If our image dataset is huge, our RAM will not be able to hold all of it in memory.
So, we would like to use partial_fit()
with smaller batches of images generated by ImageDataGenerator. partial_fit()
also keeps the history of model weights and parameters. fit()
resets it every time it’s called.
Let’s begin.
Download dataset
Download a sample dataset and store the dataset in data/
. Your directory structure should look like the following:
data/Pistachio_Image_Dataset
├── Kirmizi_Pistachio/*.jpg
└── Siirt_Pistachio/*.jpg
Import necessary libraries
from math import ceil
import tensorflow as tf
from matplotlib import pyplot as plt
from scikeras.wrappers import KerasClassifier
from tensorflow.keras.preprocessing.image import ImageDataGenerator
Setup Constants
DATA_DIR = "data/Pistachio_Image_Dataset"
BATCH_SIZE = 32
EPOCHS = 10
Loader for reading data in batches
image_generator = ImageDataGenerator(rescale=1.0 / 255).flow_from_directory(
DATA_DIR,
target_size=(32, 32),
batch_size=BATCH_SIZE,
class_mode="binary",
)
total_images = len(image_generator.filenames)
total_batches = ceil(total_images // BATCH_SIZE)
Define your Tensorflow model architecture
We’ll use a shallow-net for demonstration purposes.

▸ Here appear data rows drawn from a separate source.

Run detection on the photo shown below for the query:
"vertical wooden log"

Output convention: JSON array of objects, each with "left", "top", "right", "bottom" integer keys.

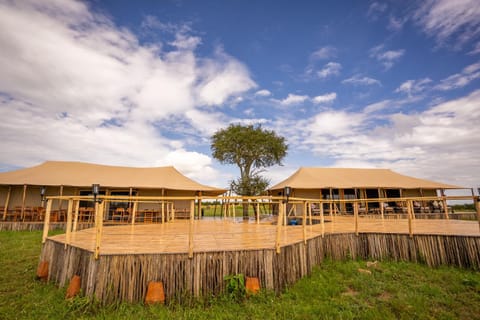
[
  {"left": 302, "top": 202, "right": 307, "bottom": 244},
  {"left": 320, "top": 200, "right": 325, "bottom": 238},
  {"left": 21, "top": 184, "right": 27, "bottom": 221},
  {"left": 3, "top": 186, "right": 11, "bottom": 220},
  {"left": 354, "top": 201, "right": 359, "bottom": 236},
  {"left": 73, "top": 199, "right": 80, "bottom": 232},
  {"left": 329, "top": 188, "right": 333, "bottom": 217},
  {"left": 379, "top": 188, "right": 384, "bottom": 220},
  {"left": 283, "top": 201, "right": 287, "bottom": 226},
  {"left": 189, "top": 199, "right": 195, "bottom": 258},
  {"left": 42, "top": 200, "right": 53, "bottom": 243},
  {"left": 275, "top": 201, "right": 283, "bottom": 254},
  {"left": 94, "top": 201, "right": 104, "bottom": 259},
  {"left": 407, "top": 199, "right": 413, "bottom": 238},
  {"left": 65, "top": 199, "right": 73, "bottom": 248},
  {"left": 339, "top": 189, "right": 345, "bottom": 213}
]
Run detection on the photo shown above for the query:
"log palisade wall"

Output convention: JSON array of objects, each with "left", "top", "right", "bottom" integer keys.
[{"left": 40, "top": 232, "right": 480, "bottom": 305}]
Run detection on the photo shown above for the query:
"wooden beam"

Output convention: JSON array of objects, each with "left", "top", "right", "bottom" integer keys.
[
  {"left": 58, "top": 185, "right": 64, "bottom": 211},
  {"left": 3, "top": 186, "right": 11, "bottom": 221},
  {"left": 379, "top": 188, "right": 384, "bottom": 220},
  {"left": 197, "top": 191, "right": 202, "bottom": 220},
  {"left": 73, "top": 199, "right": 80, "bottom": 232},
  {"left": 475, "top": 196, "right": 480, "bottom": 233},
  {"left": 302, "top": 201, "right": 307, "bottom": 244},
  {"left": 161, "top": 189, "right": 165, "bottom": 224},
  {"left": 256, "top": 202, "right": 260, "bottom": 224},
  {"left": 320, "top": 200, "right": 325, "bottom": 238},
  {"left": 42, "top": 199, "right": 53, "bottom": 243}
]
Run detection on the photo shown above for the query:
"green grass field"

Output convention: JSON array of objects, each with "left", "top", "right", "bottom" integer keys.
[{"left": 1, "top": 230, "right": 479, "bottom": 319}]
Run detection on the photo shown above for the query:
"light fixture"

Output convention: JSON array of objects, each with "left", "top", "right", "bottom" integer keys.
[
  {"left": 92, "top": 184, "right": 102, "bottom": 203},
  {"left": 284, "top": 186, "right": 292, "bottom": 203},
  {"left": 40, "top": 186, "right": 47, "bottom": 206}
]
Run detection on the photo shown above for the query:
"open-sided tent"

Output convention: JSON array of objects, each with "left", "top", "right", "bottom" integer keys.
[
  {"left": 269, "top": 167, "right": 462, "bottom": 214},
  {"left": 0, "top": 161, "right": 226, "bottom": 221}
]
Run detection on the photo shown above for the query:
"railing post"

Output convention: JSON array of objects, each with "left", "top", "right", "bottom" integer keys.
[
  {"left": 302, "top": 201, "right": 307, "bottom": 244},
  {"left": 256, "top": 202, "right": 260, "bottom": 224},
  {"left": 42, "top": 199, "right": 53, "bottom": 243},
  {"left": 3, "top": 186, "right": 11, "bottom": 221},
  {"left": 65, "top": 199, "right": 73, "bottom": 248},
  {"left": 188, "top": 198, "right": 195, "bottom": 258},
  {"left": 94, "top": 201, "right": 104, "bottom": 259},
  {"left": 354, "top": 201, "right": 359, "bottom": 236},
  {"left": 275, "top": 201, "right": 283, "bottom": 254},
  {"left": 320, "top": 201, "right": 325, "bottom": 238},
  {"left": 443, "top": 195, "right": 449, "bottom": 220},
  {"left": 407, "top": 199, "right": 413, "bottom": 238},
  {"left": 72, "top": 199, "right": 80, "bottom": 232}
]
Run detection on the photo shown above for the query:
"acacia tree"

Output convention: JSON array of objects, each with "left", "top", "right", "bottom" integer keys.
[{"left": 211, "top": 124, "right": 288, "bottom": 218}]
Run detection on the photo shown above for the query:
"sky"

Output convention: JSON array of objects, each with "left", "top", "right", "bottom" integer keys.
[{"left": 0, "top": 0, "right": 479, "bottom": 192}]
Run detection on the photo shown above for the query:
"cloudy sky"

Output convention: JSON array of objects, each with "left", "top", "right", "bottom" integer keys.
[{"left": 0, "top": 0, "right": 479, "bottom": 191}]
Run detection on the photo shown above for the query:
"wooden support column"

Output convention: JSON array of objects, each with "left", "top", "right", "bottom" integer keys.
[
  {"left": 319, "top": 200, "right": 325, "bottom": 238},
  {"left": 73, "top": 199, "right": 80, "bottom": 232},
  {"left": 442, "top": 190, "right": 449, "bottom": 219},
  {"left": 354, "top": 201, "right": 359, "bottom": 236},
  {"left": 161, "top": 189, "right": 165, "bottom": 224},
  {"left": 275, "top": 201, "right": 284, "bottom": 254},
  {"left": 42, "top": 199, "right": 53, "bottom": 243},
  {"left": 379, "top": 188, "right": 384, "bottom": 220},
  {"left": 3, "top": 186, "right": 11, "bottom": 221},
  {"left": 407, "top": 199, "right": 413, "bottom": 238},
  {"left": 302, "top": 201, "right": 307, "bottom": 244},
  {"left": 21, "top": 184, "right": 27, "bottom": 221},
  {"left": 94, "top": 201, "right": 104, "bottom": 259},
  {"left": 131, "top": 201, "right": 138, "bottom": 225},
  {"left": 65, "top": 199, "right": 74, "bottom": 248},
  {"left": 197, "top": 191, "right": 202, "bottom": 220},
  {"left": 329, "top": 188, "right": 333, "bottom": 217},
  {"left": 58, "top": 185, "right": 64, "bottom": 211},
  {"left": 188, "top": 198, "right": 195, "bottom": 258},
  {"left": 339, "top": 189, "right": 345, "bottom": 213}
]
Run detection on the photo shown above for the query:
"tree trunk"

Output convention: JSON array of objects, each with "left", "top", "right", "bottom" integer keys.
[{"left": 242, "top": 202, "right": 249, "bottom": 220}]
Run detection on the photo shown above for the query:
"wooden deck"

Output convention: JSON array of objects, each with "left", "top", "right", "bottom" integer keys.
[{"left": 46, "top": 216, "right": 480, "bottom": 256}]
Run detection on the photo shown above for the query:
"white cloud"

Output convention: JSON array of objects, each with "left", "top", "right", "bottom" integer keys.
[
  {"left": 278, "top": 94, "right": 309, "bottom": 106},
  {"left": 342, "top": 75, "right": 381, "bottom": 86},
  {"left": 363, "top": 100, "right": 391, "bottom": 114},
  {"left": 0, "top": 0, "right": 256, "bottom": 185},
  {"left": 434, "top": 61, "right": 480, "bottom": 91},
  {"left": 254, "top": 89, "right": 272, "bottom": 97},
  {"left": 388, "top": 16, "right": 406, "bottom": 31},
  {"left": 413, "top": 0, "right": 480, "bottom": 48},
  {"left": 317, "top": 62, "right": 342, "bottom": 79},
  {"left": 370, "top": 45, "right": 405, "bottom": 70},
  {"left": 310, "top": 46, "right": 336, "bottom": 60},
  {"left": 312, "top": 92, "right": 337, "bottom": 104},
  {"left": 469, "top": 42, "right": 480, "bottom": 55},
  {"left": 280, "top": 89, "right": 480, "bottom": 187},
  {"left": 395, "top": 78, "right": 432, "bottom": 96},
  {"left": 367, "top": 2, "right": 387, "bottom": 20}
]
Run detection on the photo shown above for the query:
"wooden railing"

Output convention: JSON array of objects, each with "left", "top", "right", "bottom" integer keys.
[{"left": 40, "top": 194, "right": 480, "bottom": 259}]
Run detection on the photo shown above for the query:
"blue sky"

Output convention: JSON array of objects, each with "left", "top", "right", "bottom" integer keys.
[{"left": 0, "top": 0, "right": 479, "bottom": 190}]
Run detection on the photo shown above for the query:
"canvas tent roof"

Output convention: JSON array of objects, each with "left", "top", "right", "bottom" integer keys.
[
  {"left": 269, "top": 167, "right": 461, "bottom": 191},
  {"left": 0, "top": 161, "right": 226, "bottom": 195}
]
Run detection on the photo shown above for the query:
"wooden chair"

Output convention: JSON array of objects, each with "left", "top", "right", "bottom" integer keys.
[{"left": 112, "top": 207, "right": 126, "bottom": 223}]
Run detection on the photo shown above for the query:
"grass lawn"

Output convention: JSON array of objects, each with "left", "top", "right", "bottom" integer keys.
[{"left": 1, "top": 230, "right": 479, "bottom": 319}]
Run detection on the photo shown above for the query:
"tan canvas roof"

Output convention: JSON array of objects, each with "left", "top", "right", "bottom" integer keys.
[
  {"left": 269, "top": 167, "right": 461, "bottom": 191},
  {"left": 0, "top": 161, "right": 226, "bottom": 195}
]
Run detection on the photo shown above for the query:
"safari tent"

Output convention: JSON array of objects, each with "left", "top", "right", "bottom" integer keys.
[
  {"left": 0, "top": 161, "right": 226, "bottom": 222},
  {"left": 268, "top": 167, "right": 462, "bottom": 215}
]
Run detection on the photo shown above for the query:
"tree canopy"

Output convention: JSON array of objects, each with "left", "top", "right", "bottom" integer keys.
[{"left": 211, "top": 124, "right": 288, "bottom": 196}]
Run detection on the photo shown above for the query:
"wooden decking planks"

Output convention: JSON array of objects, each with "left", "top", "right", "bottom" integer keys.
[{"left": 47, "top": 217, "right": 480, "bottom": 256}]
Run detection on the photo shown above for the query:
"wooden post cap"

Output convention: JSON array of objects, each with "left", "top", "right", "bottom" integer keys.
[
  {"left": 245, "top": 277, "right": 260, "bottom": 295},
  {"left": 65, "top": 275, "right": 81, "bottom": 299},
  {"left": 145, "top": 281, "right": 165, "bottom": 305},
  {"left": 36, "top": 261, "right": 49, "bottom": 280}
]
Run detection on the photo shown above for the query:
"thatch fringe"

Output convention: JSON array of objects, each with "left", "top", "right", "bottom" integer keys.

model = tf.keras.Sequential(
[
tf.keras.layers.Input(shape=(32, 32, 3)),
tf.keras.layers.Flatten(),
tf.keras.layers.Dense(1, activation="sigmoid"),
]
)
Define scikeras interface
sk_clf = KerasClassifier(
model=model,
optimizer="adam",
loss="binary_crossentropy",
metrics=["accuracy"],
)
Training loop
batch = 0
epoch = 0
histories = []
for X, y in image_generator:
sk_clf.partial_fit(X, y, verbose=False)
history = sk_clf.model_.history.history
histories.append(history)
batch += 1
if batch == total_batches:
batch = 0
epoch += 1
print(
f"epoch {epoch}/{EPOCHS}, loss {history['loss'][0]} accuracy {history['accuracy'][0]}"
)
if epoch == EPOCHS:
break